優勝候補は直前の強化試合でヨーロッパ選抜チームに対して圧勝していたイングランド。
元々イングランドはFIFAより歴史の古いFA(フットボール・アソシエーション)があり、FIFAとの関係が悪かったため、これまでW杯には参加していませんでした。
その後関係が改善されて、今大会がようやく初出場。戦後の成績は23勝4敗3分と圧倒的な戦績でした。
しかし1次リーグの2戦目でアメリカ合衆国に1対0で敗れると、続くスペイン戦にも1対0で敗れ、グループリーグで姿を消します。
アメリカへの敗北は当時のイギリスでは考えられないことであり、新聞に結果が記載されると、印刷ミスであるとして新聞社に抗議の電話が殺到したそうです。
この試合はベロオリゾンテの奇跡と呼ばれ、W杯史上最大級の番狂わせと言われています。
一方この出来事はイングランドサッカー史上最大の恥と称され、試合で着用していた青色のユニフォームはその後二度とイングランド代表で使用されることはありませんでした。
イングランドと並ぶ優勝候補と言われていたのが開催国のブラジル。
グループリーグを2勝1分と安定した成績で通過します。
決勝リーグは各組を1位で通過したブラジル、スペイン、スウェーデン、ウルグアイの4カ国で争われました。
ブラジルはスウェーデンを7-1、スペインを6-1の大差で破り、最終戦引き分け以上で優勝という状況。

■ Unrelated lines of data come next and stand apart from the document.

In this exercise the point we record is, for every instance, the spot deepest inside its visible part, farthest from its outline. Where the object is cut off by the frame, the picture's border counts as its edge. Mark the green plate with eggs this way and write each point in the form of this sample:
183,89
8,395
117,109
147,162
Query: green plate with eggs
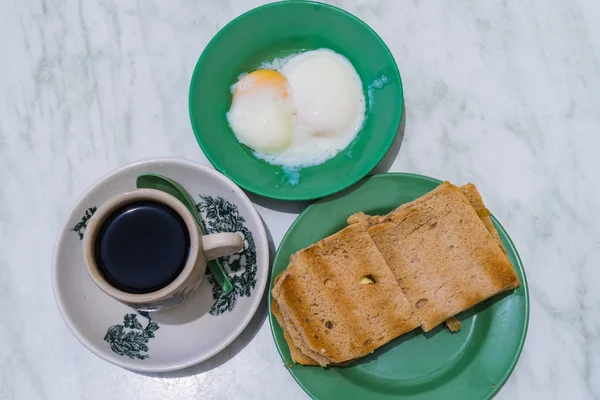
278,30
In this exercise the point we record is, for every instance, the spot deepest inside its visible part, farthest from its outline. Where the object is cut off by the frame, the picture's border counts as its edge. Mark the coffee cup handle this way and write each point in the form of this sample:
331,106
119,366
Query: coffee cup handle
221,244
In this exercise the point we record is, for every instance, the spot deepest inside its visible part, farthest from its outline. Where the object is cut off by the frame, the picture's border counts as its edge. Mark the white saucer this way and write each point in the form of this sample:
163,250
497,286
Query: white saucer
192,332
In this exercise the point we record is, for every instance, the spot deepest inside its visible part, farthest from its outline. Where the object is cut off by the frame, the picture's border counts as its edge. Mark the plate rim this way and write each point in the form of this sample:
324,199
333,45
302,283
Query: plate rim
369,166
256,298
497,224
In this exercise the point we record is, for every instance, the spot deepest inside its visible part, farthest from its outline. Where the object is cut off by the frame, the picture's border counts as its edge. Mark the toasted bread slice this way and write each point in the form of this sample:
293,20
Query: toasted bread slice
342,299
297,355
441,253
471,193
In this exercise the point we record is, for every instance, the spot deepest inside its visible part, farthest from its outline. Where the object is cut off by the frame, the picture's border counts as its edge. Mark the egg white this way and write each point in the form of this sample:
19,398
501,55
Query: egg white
326,110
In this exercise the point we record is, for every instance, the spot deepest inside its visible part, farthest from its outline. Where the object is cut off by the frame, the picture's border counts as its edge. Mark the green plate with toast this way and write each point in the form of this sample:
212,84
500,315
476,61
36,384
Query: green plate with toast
473,363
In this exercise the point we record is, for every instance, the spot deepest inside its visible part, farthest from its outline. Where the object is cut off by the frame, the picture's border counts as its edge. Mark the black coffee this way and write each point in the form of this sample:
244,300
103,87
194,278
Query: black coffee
142,247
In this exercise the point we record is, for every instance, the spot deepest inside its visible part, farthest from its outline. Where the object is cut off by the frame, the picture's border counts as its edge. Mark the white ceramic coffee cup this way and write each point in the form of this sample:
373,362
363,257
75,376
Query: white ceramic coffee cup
203,248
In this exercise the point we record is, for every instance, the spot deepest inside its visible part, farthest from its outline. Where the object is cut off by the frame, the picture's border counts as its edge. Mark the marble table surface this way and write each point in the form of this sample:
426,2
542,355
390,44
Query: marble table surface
502,94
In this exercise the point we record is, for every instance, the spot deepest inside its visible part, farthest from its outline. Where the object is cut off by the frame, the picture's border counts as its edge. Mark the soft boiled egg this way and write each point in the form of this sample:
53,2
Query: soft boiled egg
259,115
298,111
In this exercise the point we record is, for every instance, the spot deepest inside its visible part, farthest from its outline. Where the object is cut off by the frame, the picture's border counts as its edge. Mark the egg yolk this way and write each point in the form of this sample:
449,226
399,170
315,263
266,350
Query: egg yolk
260,80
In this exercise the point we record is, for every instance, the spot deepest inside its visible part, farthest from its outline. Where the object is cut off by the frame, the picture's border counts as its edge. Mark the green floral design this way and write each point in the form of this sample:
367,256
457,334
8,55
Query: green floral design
222,216
81,225
131,339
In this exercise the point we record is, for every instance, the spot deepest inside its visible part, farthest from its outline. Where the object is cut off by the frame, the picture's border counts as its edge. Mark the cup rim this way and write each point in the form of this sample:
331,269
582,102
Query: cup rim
105,210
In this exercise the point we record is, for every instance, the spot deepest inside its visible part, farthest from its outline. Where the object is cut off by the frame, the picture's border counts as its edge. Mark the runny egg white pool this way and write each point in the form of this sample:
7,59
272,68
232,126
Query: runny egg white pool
300,110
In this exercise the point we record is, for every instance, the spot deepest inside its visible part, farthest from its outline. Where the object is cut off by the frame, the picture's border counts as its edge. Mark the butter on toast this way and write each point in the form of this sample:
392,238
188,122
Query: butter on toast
442,253
341,299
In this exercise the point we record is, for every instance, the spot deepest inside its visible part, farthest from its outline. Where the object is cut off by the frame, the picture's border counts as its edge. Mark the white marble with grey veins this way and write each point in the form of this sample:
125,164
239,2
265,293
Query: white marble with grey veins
502,93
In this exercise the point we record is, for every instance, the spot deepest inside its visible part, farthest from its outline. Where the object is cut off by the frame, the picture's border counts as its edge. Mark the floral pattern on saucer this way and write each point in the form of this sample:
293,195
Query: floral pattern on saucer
130,339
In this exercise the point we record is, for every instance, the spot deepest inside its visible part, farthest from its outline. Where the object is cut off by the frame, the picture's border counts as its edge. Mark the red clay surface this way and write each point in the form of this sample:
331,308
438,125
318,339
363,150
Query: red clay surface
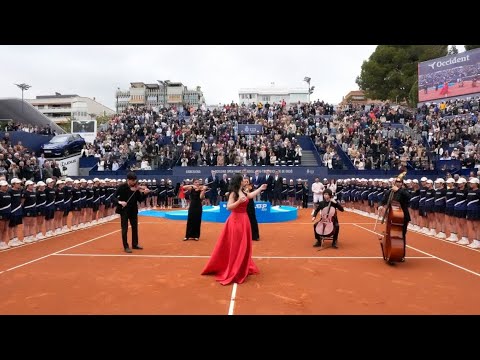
87,272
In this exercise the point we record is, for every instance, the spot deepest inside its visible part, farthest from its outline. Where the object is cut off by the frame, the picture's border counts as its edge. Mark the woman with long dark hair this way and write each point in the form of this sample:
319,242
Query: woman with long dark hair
246,188
194,219
231,260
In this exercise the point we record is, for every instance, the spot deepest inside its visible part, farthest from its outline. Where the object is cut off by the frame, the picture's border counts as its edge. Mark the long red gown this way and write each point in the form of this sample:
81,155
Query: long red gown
231,260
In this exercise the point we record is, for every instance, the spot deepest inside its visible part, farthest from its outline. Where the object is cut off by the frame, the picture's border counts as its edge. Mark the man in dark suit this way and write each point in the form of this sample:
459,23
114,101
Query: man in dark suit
127,197
213,184
277,188
256,181
224,183
401,197
268,179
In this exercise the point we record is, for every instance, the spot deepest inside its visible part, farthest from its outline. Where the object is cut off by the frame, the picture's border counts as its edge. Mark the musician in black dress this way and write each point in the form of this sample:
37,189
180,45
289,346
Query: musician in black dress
246,188
325,203
127,197
402,197
194,220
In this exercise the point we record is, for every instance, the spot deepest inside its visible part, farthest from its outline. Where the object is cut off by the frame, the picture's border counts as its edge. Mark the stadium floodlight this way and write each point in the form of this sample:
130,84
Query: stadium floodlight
24,87
310,89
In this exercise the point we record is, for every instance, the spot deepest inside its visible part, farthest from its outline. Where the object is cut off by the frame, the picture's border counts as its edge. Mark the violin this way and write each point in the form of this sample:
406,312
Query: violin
325,226
392,242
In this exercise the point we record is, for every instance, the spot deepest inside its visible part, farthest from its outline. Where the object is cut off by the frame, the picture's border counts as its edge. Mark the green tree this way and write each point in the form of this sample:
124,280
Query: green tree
453,50
391,71
471,47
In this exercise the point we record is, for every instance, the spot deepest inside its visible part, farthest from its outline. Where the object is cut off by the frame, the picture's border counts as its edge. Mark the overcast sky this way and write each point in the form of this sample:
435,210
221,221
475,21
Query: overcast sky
96,71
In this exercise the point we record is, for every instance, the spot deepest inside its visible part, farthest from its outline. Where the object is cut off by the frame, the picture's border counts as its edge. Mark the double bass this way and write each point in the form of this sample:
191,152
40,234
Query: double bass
325,226
392,241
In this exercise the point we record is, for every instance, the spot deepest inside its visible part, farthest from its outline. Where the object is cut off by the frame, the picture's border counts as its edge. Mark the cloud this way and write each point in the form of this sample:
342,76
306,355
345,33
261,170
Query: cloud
221,70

対するウルグアイはスウェーデンには勝ったもののスペインには引き分け、1勝1分。
ブラジルの優勝は確実と会場エスタジオ・ド・マラカナンに集まった199,854人の地元ファンは誰もが信じていました。
そして後半開始2分にフリアカのゴールでブラジルが先制。このままブラジルの優勝は決まりだろうと思われました。
しかし、この時ウルグアイのキャプテンであるオブドゥリオ・バレラはチームに「勝つときが来た」と声を掛けたといいます。

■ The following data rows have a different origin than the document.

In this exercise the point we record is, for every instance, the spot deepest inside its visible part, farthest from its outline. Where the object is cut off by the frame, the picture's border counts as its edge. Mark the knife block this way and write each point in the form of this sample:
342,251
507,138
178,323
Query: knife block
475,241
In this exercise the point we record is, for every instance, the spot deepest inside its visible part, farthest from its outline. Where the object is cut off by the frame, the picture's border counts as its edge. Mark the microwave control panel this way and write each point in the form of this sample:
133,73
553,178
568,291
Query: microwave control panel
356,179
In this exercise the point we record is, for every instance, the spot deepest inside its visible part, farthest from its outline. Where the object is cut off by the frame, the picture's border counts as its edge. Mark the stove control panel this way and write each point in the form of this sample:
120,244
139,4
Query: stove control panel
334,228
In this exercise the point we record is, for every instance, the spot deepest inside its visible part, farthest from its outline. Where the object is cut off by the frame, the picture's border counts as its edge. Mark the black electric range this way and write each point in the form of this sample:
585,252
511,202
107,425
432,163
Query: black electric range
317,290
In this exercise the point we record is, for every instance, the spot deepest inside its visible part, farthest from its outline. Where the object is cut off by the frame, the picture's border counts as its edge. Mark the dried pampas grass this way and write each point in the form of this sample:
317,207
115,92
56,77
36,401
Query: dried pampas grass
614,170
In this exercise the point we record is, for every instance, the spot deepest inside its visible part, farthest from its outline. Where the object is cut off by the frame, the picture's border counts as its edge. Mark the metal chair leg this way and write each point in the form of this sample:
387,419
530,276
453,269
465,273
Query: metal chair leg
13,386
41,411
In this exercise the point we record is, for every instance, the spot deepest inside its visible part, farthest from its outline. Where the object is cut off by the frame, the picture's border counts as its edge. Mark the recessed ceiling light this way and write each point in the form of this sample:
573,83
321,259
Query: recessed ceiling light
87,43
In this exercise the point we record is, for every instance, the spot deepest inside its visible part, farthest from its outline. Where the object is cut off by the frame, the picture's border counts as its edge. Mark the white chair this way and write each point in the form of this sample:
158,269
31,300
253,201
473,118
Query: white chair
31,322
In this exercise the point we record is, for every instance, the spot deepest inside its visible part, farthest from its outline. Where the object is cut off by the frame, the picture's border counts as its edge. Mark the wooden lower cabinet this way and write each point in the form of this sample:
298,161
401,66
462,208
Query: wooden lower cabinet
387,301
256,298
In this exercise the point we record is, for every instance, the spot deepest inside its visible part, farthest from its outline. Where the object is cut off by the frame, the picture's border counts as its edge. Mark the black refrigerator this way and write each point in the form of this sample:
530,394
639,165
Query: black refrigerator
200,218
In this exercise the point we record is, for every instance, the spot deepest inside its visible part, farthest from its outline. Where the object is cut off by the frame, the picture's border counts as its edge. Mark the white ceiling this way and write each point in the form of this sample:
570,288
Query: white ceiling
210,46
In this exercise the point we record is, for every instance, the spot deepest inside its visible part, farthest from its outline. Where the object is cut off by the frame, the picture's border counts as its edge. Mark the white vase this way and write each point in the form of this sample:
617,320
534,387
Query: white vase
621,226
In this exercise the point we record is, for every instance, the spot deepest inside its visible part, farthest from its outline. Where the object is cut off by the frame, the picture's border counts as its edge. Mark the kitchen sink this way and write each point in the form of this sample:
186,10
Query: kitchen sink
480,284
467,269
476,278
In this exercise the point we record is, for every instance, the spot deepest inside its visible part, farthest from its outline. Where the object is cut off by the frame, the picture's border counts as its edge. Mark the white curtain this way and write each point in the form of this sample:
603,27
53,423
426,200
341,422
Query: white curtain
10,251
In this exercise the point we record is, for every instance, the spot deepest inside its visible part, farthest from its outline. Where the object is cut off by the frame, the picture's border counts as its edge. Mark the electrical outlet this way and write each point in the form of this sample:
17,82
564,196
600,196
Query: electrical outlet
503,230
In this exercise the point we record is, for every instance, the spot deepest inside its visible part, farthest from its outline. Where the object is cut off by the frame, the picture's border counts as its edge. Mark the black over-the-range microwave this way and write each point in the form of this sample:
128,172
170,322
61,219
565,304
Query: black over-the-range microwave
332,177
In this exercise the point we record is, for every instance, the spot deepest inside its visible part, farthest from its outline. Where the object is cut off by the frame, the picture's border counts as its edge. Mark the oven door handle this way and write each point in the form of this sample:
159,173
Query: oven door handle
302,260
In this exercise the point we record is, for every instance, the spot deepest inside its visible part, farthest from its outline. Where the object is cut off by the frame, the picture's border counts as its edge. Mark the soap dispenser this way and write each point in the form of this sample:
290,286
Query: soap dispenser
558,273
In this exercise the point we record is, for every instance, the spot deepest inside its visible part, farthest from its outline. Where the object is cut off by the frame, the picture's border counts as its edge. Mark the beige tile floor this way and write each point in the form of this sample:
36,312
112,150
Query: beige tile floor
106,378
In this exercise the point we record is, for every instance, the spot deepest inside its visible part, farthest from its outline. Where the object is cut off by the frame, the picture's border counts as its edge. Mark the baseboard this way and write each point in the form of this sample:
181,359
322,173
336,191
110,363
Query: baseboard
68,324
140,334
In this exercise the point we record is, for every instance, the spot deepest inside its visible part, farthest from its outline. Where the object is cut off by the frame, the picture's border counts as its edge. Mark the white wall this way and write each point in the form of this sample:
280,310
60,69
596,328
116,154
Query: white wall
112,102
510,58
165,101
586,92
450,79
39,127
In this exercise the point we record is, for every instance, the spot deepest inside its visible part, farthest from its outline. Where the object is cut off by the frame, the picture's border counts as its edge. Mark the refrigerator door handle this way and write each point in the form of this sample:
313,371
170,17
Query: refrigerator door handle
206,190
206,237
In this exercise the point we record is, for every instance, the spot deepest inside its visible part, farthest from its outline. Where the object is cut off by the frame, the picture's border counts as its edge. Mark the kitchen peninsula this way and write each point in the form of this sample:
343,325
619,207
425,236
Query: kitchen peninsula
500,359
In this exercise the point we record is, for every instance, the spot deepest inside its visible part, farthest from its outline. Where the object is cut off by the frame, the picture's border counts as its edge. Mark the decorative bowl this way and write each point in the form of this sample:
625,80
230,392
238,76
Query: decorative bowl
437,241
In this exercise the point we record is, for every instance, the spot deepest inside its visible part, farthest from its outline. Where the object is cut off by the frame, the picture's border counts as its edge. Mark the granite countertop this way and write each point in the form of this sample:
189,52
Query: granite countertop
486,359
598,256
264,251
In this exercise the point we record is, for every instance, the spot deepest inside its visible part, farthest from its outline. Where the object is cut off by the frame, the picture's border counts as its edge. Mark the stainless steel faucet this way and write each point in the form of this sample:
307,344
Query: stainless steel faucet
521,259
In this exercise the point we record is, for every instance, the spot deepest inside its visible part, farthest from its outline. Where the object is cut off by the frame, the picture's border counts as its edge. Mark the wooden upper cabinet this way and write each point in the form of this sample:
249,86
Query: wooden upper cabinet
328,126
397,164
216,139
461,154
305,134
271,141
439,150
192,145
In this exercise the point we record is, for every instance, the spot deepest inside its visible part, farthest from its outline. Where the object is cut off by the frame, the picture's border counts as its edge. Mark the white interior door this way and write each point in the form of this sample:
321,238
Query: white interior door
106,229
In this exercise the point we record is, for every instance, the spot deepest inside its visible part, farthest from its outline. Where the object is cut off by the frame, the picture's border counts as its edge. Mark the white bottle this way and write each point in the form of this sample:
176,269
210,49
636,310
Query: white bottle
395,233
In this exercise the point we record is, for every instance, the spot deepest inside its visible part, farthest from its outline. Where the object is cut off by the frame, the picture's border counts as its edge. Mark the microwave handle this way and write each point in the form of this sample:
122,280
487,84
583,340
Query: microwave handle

その後、ウルグアイは後半21分にスキアフィーノが同点ゴール、後半34分にギジャが逆転ゴールを決め、ウルグアイが2回目の優勝を達成しました。
ブラジルのまさかの敗戦に会場は静まり返り、自殺を図る者まで現れました。
2人がその場で自殺し、2人がショック死、20人以上が失神しブラジルサッカー史上最大の悲劇と呼ばれ、この試合はマラカナンの悲劇と呼ばれました。

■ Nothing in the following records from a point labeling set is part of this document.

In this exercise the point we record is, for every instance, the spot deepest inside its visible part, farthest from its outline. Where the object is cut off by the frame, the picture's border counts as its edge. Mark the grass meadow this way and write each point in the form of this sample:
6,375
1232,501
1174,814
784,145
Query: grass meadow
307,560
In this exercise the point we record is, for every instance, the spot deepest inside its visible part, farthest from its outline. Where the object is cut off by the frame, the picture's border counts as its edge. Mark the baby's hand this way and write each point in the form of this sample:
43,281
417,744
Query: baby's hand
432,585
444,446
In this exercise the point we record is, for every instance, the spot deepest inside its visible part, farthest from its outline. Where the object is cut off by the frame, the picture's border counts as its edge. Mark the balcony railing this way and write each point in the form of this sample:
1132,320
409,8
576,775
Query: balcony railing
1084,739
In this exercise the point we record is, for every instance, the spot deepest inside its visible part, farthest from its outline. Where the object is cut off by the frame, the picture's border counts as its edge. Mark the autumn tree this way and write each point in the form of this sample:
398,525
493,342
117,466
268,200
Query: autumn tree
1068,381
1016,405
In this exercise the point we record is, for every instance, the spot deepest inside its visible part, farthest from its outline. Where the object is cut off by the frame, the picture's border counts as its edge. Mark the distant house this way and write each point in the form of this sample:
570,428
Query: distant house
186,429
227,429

この事件を忘れるためブラジル代表はその後ユニフォームを黄色に変更し、以後、この試合で着用した白いユニフォームの着用を避けるようになりました。
なお当時9歳だったペレがこの試合後落ち込んでいた父親を「悲しまないで。いつか僕がブラジルをワールドカップで優勝させてあげるから」と励ましたというエピソードが知られています。
3位になったのはグループリーグで1勝2敗で3位に入ったスウェーデン。
大会得点王は8ゴールを挙げたブラジルのアデミールでした。